Posted tagged ‘Piratpartiet’

The Party

July 28, 2009

reklamarkiv-logos-300x300

Continuing in the spirit of further broadening the scope of our inquiries here, I wanted to bring up the topic of the Pirate Party, which is probably the most institutional (especially in Europe) force of opposition to notions of intellectual property. First, a very brief history:

The Pirate Party originated in Sweden in 2006, where it (the Piratpartiet) is currently the third largest political party in terms of membership, with just under 50,000 members (most of whom are in the youngest demographic ranges). The Ung Pirat is the single largest political youth organization the country. In 2009, the Piratpartiet received enough votes to seat Christian Engstrom as one of Sweden’s 18 European Parliament members and are likely to seat a candidate in Sweden’s own parliament after the next election cycle (they narrowly missed in 2006).

Pirate Parties have now spread across Europe and are active, if not registered, in several other countries, including the United States.

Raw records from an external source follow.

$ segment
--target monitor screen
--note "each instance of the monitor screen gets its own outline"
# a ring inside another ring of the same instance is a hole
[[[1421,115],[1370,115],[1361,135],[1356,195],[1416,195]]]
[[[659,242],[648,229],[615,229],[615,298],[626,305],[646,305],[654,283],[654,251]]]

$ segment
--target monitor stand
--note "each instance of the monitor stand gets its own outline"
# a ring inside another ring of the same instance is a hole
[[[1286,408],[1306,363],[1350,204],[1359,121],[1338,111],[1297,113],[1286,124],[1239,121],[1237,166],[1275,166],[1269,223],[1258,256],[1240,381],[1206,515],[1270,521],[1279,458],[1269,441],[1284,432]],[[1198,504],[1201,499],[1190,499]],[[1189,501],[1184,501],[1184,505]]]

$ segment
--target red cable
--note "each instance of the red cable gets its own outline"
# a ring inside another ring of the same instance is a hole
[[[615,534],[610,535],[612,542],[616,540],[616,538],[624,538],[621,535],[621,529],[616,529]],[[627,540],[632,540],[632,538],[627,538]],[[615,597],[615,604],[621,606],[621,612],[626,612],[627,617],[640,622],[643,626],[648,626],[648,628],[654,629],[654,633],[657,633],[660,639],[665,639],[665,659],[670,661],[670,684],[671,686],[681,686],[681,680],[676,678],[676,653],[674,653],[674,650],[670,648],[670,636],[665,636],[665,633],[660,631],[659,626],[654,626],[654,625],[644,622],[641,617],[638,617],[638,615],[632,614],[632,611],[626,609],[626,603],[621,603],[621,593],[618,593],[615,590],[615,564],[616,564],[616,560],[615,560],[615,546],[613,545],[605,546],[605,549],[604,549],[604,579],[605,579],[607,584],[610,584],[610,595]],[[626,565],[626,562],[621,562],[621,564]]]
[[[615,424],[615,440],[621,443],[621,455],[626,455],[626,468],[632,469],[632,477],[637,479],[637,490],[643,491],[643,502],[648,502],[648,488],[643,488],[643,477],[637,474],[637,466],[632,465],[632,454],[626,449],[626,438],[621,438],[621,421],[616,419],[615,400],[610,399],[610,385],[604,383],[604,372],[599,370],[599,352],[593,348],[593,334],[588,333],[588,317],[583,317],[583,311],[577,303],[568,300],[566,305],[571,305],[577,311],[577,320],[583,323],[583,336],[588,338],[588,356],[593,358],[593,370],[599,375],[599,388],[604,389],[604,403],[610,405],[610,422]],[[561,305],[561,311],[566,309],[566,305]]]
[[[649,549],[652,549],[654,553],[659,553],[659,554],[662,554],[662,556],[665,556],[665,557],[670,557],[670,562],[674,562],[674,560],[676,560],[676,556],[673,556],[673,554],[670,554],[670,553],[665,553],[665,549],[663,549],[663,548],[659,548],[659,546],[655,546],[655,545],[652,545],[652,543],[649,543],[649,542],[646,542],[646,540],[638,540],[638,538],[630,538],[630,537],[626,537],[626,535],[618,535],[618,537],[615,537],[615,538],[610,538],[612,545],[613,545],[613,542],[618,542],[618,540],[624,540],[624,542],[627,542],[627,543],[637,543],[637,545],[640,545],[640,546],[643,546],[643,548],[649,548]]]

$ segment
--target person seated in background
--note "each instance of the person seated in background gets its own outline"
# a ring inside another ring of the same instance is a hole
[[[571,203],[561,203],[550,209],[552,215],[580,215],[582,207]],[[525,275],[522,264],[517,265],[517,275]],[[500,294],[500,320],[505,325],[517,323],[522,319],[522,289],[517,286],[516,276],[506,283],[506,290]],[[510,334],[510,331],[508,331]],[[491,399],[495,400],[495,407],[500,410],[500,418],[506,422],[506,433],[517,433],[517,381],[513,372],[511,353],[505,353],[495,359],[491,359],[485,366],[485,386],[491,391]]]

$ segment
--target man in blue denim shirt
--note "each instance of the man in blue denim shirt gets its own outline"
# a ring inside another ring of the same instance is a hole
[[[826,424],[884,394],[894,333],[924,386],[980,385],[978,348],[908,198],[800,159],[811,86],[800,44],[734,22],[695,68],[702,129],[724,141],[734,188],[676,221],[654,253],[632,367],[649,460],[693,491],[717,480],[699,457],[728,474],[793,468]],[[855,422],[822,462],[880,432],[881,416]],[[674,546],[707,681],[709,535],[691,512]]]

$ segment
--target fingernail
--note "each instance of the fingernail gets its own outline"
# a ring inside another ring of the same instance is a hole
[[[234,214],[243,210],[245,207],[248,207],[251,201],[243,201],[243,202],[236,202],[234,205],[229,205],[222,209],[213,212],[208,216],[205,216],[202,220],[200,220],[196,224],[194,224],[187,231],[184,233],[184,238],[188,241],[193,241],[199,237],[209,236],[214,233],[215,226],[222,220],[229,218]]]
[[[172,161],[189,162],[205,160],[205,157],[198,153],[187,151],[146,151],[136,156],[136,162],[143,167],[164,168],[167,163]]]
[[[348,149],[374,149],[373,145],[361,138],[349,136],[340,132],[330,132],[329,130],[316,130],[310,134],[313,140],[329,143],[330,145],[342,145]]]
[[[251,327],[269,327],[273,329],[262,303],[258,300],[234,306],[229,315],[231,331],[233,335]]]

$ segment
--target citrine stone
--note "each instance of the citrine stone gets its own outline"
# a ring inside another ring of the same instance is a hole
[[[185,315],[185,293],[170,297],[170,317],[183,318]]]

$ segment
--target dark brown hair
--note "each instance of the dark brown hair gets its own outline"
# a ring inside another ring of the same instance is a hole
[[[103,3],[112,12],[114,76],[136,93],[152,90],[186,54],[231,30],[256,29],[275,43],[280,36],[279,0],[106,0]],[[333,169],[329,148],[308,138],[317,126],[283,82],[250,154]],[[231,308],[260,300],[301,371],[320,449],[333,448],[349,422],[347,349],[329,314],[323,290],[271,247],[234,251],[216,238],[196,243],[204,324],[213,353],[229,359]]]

According to the their website, the Piratpartiet’s chief platform is as follows:

The Pirate Party wants to fundamentally reform copyright law, get rid of the patent system, and ensure that citizens’ rights to privacy are respected. With this agenda, and only this, we are making a bid for representation in the European and Swedish parliaments.

Here is a video of Rickard Falkvinge, founder of the Piratpartiet, explaining the Party’s agenda vis a vis civil liberties and the histories of copyright and media technology:

For those of us more familiar with the American political context, here are some excerpts from the unregistered American Pirate Pary’s platform:

The idea that sharing anything online is piracy is absurd on its face. Actual piracy requires forceful and aggressive acts, committed against those who would keep a cargo safe from harm. The cargo in this case is the freedom to act. We would take it from those who jealously guard it for themselves and divide it amongst everyone in the country.

We are not willing to accept that file sharing should be banned (and will take steps, once we have party members in office, to ensure that any laws in this regard are adamantly opposed, since technology isn’t the problem, but rather education about what its proper use is). On the other hand, we do agree that there is a significant amount of wrong being done to our rights in the name of protecting those whose sole aim for over 50 years has been the control and manipulation of human minds.

All DRM and similar schemes do are to encourage people to find ways to prevent loss by circumvention. DRM is the key issue in the DMCA, and the chief reason that our population is now breaking the law en masse. DRM itself also inhibits the rights of artists to have their works experienced in as close to a live act as possible.

It’s worth noting both that this platform extends beyond explicit issues of file sharing and copyright to include government transparency, privacy rights, and a range of First Amendment issues. It’s also worth noting that the language on the website doesn’t attempt position the Party within mainstream American political dialogue (with a caveat that the Glenn Becks and Rush Limbaugh’s of the world make the boundaries of “mainstream dialogue” increasingly difficult to pinpoint). Even so, they are creating a space for public discourse around intellectual propery within the realm of electoral politics (as opposed, for instance, to academics).

Interestingly, Lawrence Lessig has expressed some criticism of the US Pirate Party, in that he believes that forwarding a discourse of “piracy” fuels the notion that p2p is synonymous with theft, which he believes will undermine the Free Culture movement.


While this may seem to be a semantic point, my expectation is that Lessig’s belief in a fundamental need for a copyright system in order to encourage the continued production of creative work creates some friction with the Pirate Party’s platform.

Overall, however, I think that it’s important for us to recogize the development of the Pirate Party (rather, Parties) as an important counter-narrative to the history of increasing enclosure that we so often cover. That is, we should be sure analyze movements of both restriction and resistance.